Satria masih asyik memainkan ponselnya, sementara Ristia duduk di dekatnya dengan wajah cemberut.

“Mas, berhenti sebentar kenapa sih. Mas marah, saya menegur pembantu baru itu, tadi?”

Satria mengangkat wajahnya.

“Kamu tadi bukan menegur, tapi memaki.”

“Mas, kenapa tiba-tiba mas menyalahkan aku, bukannya membela aku?”

“Sampai ibu ke belakang menegur kamu, berarti kamu keterlaluan.”

“Maaas. Sejak kapan Mas tidak lagi mau membela aku? Mas tidak perhatian seperti kemarin-kemarin?”

“Diam, Ristia, aku sedang membicarakan hal penting.”

“Soal pekerjaan?”

“Ya.”

“Mengapa dibicarakan di rumah? Bukankah di rumah adalah waktu untuk istri? Aku juga heran, kalau mas sangat sibuk, tapi sore sudah pulang. Lebih dulu minum-minum di sini, tanpa menunggu aku,” kesal Ristia.

“Ristia, kamu bisa diam tidak? Tunggu sampai aku selesai berbicara dengan stafku.”

“Ini di rumah, kenapa masih bicara soal pekerjaan?”

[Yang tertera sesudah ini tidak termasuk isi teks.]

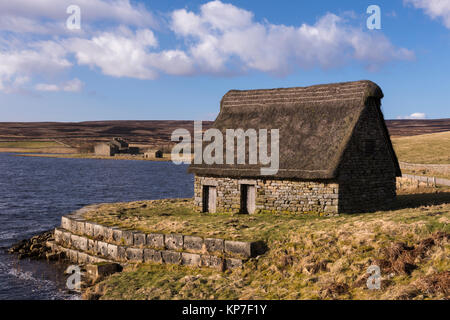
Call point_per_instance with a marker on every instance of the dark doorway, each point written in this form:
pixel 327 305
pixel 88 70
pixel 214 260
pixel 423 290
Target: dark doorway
pixel 205 198
pixel 248 194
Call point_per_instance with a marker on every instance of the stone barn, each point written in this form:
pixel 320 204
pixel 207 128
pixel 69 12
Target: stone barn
pixel 335 153
pixel 113 147
pixel 105 149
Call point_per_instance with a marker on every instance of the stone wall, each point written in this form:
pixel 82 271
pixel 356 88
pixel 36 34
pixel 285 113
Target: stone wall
pixel 366 179
pixel 84 242
pixel 271 195
pixel 367 173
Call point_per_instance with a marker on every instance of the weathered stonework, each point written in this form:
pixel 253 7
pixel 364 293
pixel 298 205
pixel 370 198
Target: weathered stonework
pixel 366 179
pixel 273 195
pixel 111 244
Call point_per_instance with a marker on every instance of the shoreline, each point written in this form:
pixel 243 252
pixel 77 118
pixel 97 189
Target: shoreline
pixel 93 157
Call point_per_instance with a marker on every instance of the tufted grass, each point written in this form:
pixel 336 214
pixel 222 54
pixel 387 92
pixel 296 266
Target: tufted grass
pixel 309 257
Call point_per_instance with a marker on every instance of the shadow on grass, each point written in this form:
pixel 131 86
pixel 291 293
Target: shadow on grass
pixel 415 200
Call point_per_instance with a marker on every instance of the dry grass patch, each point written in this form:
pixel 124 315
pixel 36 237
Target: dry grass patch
pixel 308 257
pixel 426 148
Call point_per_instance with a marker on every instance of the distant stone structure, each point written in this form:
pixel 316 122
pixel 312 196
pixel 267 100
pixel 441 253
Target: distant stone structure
pixel 335 152
pixel 153 154
pixel 113 147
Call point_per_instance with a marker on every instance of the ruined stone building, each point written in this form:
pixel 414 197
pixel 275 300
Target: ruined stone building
pixel 113 147
pixel 335 153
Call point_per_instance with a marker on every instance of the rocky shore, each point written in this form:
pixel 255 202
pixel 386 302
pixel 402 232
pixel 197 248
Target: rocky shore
pixel 36 248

“Kamu tidak tahu apa-apa tentang pekerjaan. Sore ini mereka masih di kantor.”

“Kalau begitu mengapa mas sudah pulang duluan?”

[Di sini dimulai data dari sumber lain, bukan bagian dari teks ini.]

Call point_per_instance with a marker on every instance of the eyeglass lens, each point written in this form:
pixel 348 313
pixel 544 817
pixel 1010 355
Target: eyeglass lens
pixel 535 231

“Kamu bisa diam tidak sih? Minum kopi kamu dan makan cemilan itu.”

“Cemilan apaan. Aku tidak suka. Cemilan kampungan,” kata Ristia sambil berdiri, kemudian melangkah ke depan, naik ke kamarnya. Ristia bahkan hanya meminum separuh dari segelas minuman yang dihidangkan untuknya.

Satria membiarkannya. Ia kembali asyik dengan ponselnya.

“Nijah!”

Nijah yang sedang mencuci sayuran terkejut, bergegas ke arah ruang makan.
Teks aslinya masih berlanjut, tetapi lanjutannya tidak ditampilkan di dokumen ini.